In the context of ABMT/MPAs and the BBNJ securing the GBF Target 30×30, progress can be measured by looking at the percentage of MPAs in ABNJ. Another metric is partnerships organised to establish OECM/MPAs and the number of trained experts/specialists/agents of change in support of OECM/ABNJ. Similarly, in the context of EIAs, the metric is the number of trained experts/specialists/agents of change on undertaking EIAs with specific appreciation of ABNJ context.

One way to measure success of CBTMT is to aim at increased participation by the Global South in developing and patenting emerging technologies, decreasing North-South funding, enabling greater independence for the Global South.

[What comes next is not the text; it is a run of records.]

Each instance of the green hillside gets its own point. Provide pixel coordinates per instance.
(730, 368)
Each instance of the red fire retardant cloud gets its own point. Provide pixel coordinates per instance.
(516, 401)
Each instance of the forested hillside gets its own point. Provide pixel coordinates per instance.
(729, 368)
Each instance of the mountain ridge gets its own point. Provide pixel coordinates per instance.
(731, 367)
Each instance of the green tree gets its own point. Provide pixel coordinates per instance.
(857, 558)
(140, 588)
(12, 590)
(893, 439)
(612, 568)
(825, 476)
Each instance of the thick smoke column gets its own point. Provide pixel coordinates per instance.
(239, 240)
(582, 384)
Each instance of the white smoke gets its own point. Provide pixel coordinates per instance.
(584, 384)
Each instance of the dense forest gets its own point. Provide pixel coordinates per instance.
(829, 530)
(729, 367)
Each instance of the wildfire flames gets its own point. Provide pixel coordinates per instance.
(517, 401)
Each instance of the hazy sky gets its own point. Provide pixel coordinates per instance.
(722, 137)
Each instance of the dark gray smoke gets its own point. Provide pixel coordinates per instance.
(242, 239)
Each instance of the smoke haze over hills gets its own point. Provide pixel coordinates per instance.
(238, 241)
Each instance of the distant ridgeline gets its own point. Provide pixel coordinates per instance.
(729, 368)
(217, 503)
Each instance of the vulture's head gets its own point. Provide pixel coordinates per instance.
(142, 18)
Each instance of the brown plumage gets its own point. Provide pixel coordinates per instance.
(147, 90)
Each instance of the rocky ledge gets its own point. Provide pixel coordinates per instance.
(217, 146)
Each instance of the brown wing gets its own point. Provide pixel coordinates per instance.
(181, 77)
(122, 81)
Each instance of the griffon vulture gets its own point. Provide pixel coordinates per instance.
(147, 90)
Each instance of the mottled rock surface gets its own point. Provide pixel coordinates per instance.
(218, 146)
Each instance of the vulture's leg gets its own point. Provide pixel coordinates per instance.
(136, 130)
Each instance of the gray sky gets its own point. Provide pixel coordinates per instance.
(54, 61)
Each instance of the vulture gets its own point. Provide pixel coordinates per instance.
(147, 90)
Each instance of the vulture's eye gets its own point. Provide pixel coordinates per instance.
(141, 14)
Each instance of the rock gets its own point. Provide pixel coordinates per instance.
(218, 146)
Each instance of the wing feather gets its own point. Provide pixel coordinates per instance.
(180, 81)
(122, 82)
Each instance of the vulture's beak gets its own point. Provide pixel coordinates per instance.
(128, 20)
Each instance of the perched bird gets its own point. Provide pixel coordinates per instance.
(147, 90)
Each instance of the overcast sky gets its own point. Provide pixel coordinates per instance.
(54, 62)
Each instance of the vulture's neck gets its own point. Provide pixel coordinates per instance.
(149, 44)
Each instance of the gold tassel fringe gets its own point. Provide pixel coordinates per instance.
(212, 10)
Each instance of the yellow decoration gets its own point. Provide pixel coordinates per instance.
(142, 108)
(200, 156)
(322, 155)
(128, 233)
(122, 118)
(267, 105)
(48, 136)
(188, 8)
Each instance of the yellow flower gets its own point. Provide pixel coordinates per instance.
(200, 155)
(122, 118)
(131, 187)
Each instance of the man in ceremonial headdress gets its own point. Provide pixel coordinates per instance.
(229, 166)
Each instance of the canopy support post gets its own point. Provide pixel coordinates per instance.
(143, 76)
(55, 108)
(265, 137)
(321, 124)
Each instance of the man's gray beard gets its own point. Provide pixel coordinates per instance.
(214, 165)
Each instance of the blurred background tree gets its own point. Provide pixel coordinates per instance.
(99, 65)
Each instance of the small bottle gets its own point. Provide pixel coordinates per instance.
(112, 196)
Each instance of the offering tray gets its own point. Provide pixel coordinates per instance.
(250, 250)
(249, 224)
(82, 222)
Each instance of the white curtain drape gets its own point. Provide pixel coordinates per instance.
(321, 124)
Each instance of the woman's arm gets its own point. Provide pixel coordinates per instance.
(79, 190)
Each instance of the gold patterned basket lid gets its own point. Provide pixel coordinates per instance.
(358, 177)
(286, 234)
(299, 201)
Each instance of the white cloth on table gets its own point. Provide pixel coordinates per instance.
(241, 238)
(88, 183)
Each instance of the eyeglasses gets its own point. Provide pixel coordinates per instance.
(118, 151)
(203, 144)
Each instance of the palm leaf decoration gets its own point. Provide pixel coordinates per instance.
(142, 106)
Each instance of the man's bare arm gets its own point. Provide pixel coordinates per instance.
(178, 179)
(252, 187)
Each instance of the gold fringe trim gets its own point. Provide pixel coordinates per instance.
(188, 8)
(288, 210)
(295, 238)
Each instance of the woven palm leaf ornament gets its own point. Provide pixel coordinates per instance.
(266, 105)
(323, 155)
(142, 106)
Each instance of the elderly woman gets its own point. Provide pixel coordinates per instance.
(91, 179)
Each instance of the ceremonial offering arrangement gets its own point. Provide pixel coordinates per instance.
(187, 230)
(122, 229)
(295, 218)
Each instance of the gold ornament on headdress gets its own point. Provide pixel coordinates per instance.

The new BBNJ agreement adopted and already signed by 91 countries offers an important milestone towards restoring our relationship with the ocean and life within it. For the first time, processes to establish marine protected areas and conduct environmental impact assessments in areas beyond national jurisdiction are universally regulated, offering a more concrete framework on how to conserve and sustainably use marine biodiversity. The “trendy” agreement, as some BBNJ symposium attendees called it, provides a living document, with responsibilities to continuously and jointly work towards structures to govern the fair and equitable use of marine genetic resources and ensure a timely response to current and upcoming challenges that the health of marine biodiversity is facing. The agreement is, thus, not the solution to marine biodiversity loss and unequal distribution of ocean resources amongst humans, but it offers a common ground, a legally-binding instrument, adopted – by consensus – by the entire international community. A solid ground to build on for future solutions, integration of different scientific disciplines and knowledge forms through a future scientific and technical body to support implementation, increased cooperation and coordination among the other relevant regional, sub-regional and sectoral bodies that are active in areas beyond national jurisdiction under their respective mandates, and many more meetings of the Conference of the Parties (COP) to negotiate further details of the agreement that are yet to be developed. CBTMT acts as an enabler across all other core topics of the BBNJ Agreement and can significantly channel timely and efficient implementation.